12

Let's say I have a a script that iterates over a list of 400 objects. Each object has anywhere from 1 to 10 properties. Each property is a reasonable size string or a somewhat large integer.

Is there a significant difference in performance of saving these objects into ScriptDB vs saving them into Spreadsheet(w/o doing it in one bulk operation).

Mogsdad
  • 44,709
  • 21
  • 151
  • 275
Anton Soradoi
  • 1,841
  • 1
  • 22
  • 36

2 Answers2

30

Executive Summary

Yes, there is a significant difference! Huge! And I have to admit that this experiment didn't turn out the way I expected.

With this amount of data, writing to a spreadsheet was always much faster than using ScriptDB.

These experiments support the assertions regarding bulk operations in the Google Apps Script Best Practices. Saving data in a spreadsheet using a single setValues() call was 75% faster than line-by-line, and two orders of magnitude faster than cell-by-cell.

On the other hand, recommendations to use Spreadsheet.flush() should be considered carefully, due to the performance impact. In these experiments, a single write of a 4000-cell spreadsheet took less than 50ms, and adding a call to flush() increased that to 610ms - still less than a second, but an order of magnitude tax seems ludicrous. Calling flush() for each of the 400 rows in the sample spreadsheet made the operation take almost 12 seconds, when it took just 164 ms without it. If you've been experiencing Exceeded maximum execution time errors, you may benefit from both optimizing your code AND removing calls to flush().

Experimental Results

All timings were derived following the technique described in How to measure time taken by a function to execute. Times are expressed in milliseconds.

Here are the results from a single pass of five different approaches, two using ScriptDB, three writing to Spreadsheets, all with the same source data. (400 objects with 5 String & 5 Number attributes)

Experiment 1

  • Elapsed time for ScriptDB/Object test: 53529
  • Elapsed time for ScriptDB/Batch test: 37700
  • Elapsed time for Spreadsheet/Object test: 145
  • Elapsed time for Spreadsheet/Attribute test: 4045
  • Elapsed time for Spreadsheet/Bulk test: 32

Effect of Spreadsheet.flush()

Experiment 2

In this experiment, the only difference from Experiment 1 was that we called Spreadsheet.flush() after every setValue/s call. The cost of doing so is dramatic, (around 700%) but does not change the recommendation to use a spreadsheet over ScriptDB for speed reasons, because writing to spreadsheets is still faster.

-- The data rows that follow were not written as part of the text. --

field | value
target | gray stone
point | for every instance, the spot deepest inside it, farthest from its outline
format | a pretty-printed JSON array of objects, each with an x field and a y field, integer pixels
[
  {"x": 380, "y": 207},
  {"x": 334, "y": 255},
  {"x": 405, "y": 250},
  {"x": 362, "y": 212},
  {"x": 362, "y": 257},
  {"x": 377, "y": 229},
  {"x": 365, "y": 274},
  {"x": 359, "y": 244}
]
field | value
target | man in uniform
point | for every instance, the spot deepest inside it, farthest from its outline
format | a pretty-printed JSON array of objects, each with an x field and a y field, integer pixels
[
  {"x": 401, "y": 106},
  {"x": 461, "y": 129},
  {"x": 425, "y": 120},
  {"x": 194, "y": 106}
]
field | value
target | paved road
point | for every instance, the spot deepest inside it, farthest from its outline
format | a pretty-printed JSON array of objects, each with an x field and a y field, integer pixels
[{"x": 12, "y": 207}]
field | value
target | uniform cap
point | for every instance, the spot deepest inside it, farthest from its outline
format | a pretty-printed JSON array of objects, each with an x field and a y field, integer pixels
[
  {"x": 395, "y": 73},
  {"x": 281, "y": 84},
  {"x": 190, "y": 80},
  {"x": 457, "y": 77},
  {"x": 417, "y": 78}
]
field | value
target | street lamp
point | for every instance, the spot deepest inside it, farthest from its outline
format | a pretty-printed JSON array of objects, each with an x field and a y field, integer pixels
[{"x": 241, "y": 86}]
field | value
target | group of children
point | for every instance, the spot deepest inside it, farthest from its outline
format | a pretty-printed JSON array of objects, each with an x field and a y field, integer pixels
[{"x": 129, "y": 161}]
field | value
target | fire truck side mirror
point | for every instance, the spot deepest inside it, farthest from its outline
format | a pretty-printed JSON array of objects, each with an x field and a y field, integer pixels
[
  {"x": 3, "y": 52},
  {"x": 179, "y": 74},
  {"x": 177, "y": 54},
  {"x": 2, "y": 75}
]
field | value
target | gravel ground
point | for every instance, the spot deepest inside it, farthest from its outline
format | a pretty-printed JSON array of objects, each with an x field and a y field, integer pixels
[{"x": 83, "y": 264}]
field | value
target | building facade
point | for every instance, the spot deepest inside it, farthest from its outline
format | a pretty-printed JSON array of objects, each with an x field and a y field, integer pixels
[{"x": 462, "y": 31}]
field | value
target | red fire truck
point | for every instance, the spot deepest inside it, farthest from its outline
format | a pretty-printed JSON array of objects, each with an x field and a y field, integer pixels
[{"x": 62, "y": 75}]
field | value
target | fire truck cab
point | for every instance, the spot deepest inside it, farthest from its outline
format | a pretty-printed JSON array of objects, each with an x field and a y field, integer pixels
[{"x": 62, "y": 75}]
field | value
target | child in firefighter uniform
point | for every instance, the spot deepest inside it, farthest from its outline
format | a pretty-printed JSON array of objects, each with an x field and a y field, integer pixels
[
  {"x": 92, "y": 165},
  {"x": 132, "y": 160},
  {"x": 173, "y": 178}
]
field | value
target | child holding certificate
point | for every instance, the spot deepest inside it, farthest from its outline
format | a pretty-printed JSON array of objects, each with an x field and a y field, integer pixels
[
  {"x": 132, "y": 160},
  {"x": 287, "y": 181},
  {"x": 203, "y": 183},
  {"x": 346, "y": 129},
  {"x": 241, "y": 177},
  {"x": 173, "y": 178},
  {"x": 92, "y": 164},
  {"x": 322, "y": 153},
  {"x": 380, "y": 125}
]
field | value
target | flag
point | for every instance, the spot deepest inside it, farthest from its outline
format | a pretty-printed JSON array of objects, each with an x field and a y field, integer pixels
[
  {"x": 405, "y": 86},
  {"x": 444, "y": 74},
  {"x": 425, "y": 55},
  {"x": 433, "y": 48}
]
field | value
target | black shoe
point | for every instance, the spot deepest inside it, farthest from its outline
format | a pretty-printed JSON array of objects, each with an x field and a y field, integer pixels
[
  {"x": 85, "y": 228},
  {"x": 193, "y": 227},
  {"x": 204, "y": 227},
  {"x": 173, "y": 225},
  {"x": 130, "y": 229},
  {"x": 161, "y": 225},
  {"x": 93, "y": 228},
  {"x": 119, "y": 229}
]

  • Elapsed time for ScriptDB/Object test: 55282
  • Elapsed time for ScriptDB/Batch test: 37370
  • Elapsed time for Spreadsheet/Object test: 11888
  • Elapsed time for Spreadsheet/Attribute test: 117388
  • Elapsed time for Spreadsheet/Bulk test: 610

Note: This experiment was often killed with Exceeded maximum execution time.

Caveat Emptor

You're reading this on the interwebs, so it must be true! But take it with a grain of salt.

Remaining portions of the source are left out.